Assembled almost entirely from bought-in OEM component parts (e.g., the KB 2400 cab shell from the Berliet GR/TR, engines from Cummins, transmission from Eaton), it was introduced to fill a perceived gap in the market in anticipation of the relaxation of weight restrictions on HGVs, and as such, had a very strong chassis and heavy duty suspension. The Berliet KB 2400 cab was also used by Renault for their R-series.

Recognizable by its high cab, it was an extremely advanced vehicle for its time, offering a high standard of driver comfort and a high power output for its time, courtesy of the well-proven 14-litre Cummins engine with typical outputs of 290-350 HP. The engines were originally of the Cummins NTC generation, but were gradually updated to the new "big-cam" (NTE) generation - a process completed by 1979. Also, the Ford Transcontinental is noted for having oil and water meters on the dashboard, another example of the unit being ahead of its time.
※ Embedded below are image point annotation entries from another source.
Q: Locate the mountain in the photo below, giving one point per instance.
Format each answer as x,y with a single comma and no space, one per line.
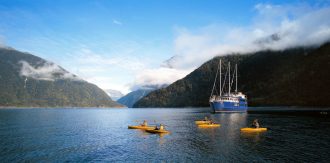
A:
29,81
114,94
130,99
293,77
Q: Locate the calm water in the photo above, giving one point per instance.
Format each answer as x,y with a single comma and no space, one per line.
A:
102,135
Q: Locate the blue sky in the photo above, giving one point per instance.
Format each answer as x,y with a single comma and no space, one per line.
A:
123,44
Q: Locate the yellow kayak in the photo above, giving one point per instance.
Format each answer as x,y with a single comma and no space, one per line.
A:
201,122
247,129
157,131
209,125
142,127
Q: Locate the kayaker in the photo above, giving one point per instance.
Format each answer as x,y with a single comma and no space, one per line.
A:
161,127
144,123
255,123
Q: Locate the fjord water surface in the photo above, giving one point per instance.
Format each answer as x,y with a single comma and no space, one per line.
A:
102,135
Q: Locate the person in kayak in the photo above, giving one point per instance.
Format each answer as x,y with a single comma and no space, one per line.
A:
255,123
144,123
161,127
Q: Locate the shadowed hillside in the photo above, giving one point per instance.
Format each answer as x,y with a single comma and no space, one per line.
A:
29,81
294,77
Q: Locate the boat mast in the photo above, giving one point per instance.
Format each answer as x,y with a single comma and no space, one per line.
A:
215,80
236,77
229,79
220,78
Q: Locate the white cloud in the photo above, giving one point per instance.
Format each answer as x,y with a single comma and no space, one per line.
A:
45,71
274,27
157,77
114,21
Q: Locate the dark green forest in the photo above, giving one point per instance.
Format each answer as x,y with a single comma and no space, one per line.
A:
293,77
21,91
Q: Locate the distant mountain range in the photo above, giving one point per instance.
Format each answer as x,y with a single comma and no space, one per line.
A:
29,81
130,99
293,77
114,94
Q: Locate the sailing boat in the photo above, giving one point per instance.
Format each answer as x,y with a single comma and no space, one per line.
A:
227,101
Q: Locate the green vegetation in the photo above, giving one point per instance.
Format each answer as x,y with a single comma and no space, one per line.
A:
60,92
294,77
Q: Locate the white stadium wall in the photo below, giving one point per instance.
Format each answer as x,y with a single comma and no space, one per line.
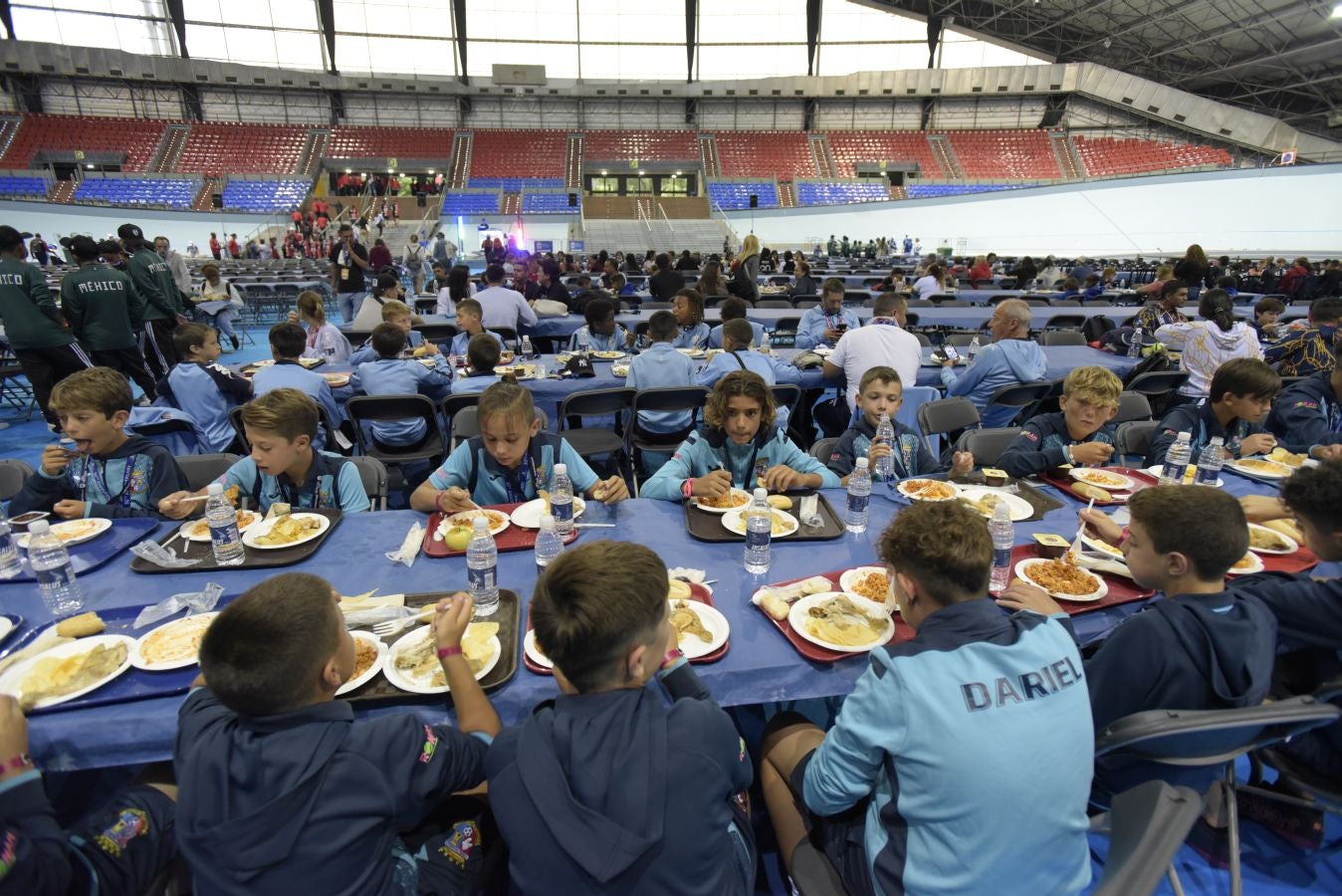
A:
1276,209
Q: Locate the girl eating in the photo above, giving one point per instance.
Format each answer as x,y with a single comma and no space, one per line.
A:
510,460
739,447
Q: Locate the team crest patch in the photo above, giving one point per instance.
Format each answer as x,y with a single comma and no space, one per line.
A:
130,823
459,844
430,745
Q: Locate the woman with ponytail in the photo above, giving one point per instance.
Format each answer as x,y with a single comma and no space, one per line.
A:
1210,342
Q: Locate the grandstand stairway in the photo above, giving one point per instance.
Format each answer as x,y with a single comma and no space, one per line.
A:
169,149
1065,154
459,168
573,164
945,155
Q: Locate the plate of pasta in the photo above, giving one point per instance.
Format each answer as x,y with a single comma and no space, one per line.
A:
841,622
1063,579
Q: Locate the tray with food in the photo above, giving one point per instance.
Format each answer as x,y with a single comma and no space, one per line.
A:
825,621
407,661
702,630
726,522
1107,486
100,659
280,541
448,534
90,555
1079,590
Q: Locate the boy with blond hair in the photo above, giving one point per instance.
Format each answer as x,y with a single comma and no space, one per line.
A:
1080,433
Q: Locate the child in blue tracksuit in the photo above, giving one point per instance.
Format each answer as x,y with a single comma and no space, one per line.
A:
1199,647
601,332
399,314
201,388
620,784
282,790
286,347
740,447
1238,398
109,474
392,374
687,308
898,792
509,462
879,393
1080,433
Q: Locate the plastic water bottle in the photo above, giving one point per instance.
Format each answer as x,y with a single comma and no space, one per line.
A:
1176,460
859,495
548,544
55,577
759,532
886,433
223,528
10,560
482,560
561,501
1004,538
1210,463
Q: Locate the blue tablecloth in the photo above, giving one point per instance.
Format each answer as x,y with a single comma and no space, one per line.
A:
760,667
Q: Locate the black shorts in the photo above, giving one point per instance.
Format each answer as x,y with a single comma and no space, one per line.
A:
129,841
841,837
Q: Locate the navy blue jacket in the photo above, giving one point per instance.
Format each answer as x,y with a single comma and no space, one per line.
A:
1041,444
308,801
1307,413
623,792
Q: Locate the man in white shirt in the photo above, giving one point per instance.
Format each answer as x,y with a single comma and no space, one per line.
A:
883,340
501,306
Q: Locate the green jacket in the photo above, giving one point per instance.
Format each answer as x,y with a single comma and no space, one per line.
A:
30,314
103,306
153,281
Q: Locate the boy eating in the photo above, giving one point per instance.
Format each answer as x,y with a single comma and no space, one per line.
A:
282,790
911,788
282,464
1238,398
1080,433
109,474
609,787
880,392
204,389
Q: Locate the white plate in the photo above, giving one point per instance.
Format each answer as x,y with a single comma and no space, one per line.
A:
1092,476
257,530
1188,481
366,637
797,620
535,652
851,577
11,680
1018,507
73,532
725,510
1256,566
903,489
1021,570
192,537
709,618
1294,545
466,518
1271,470
407,683
735,522
141,663
529,514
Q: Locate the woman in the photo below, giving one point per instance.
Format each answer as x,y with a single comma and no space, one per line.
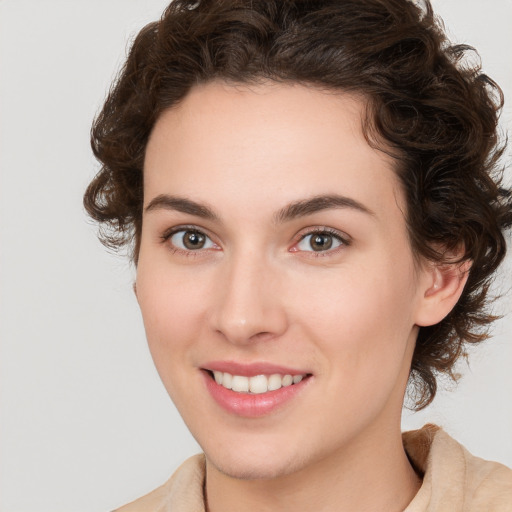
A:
313,194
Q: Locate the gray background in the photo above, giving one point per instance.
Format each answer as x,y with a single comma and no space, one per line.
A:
85,422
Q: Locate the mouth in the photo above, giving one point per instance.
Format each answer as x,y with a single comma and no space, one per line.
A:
256,390
257,384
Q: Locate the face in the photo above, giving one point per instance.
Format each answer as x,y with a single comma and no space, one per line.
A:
275,261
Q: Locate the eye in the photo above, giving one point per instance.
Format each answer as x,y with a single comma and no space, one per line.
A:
320,241
191,240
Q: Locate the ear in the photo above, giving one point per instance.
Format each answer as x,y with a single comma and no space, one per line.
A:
442,286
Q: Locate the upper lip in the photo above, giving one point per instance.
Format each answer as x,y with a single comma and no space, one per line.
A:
252,369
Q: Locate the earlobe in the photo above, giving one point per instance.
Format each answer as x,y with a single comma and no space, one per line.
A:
443,287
Sales did not live up to expectations, mainly because the tractor unit with its heavy-duty construction was too heavy for the 32-ton weight limit in the UK at the time, although it was a popular vehicle with drivers, particularly those who were engaged on long-distance continental work. The model was updated continuously, with much work carried out to lighten the heavy chassis.

Today, the Transcontinental is a particularly rare vehicle, much in favour with collectors of vintage commercials, although a few do remain in revenue-earning service throughout Europe.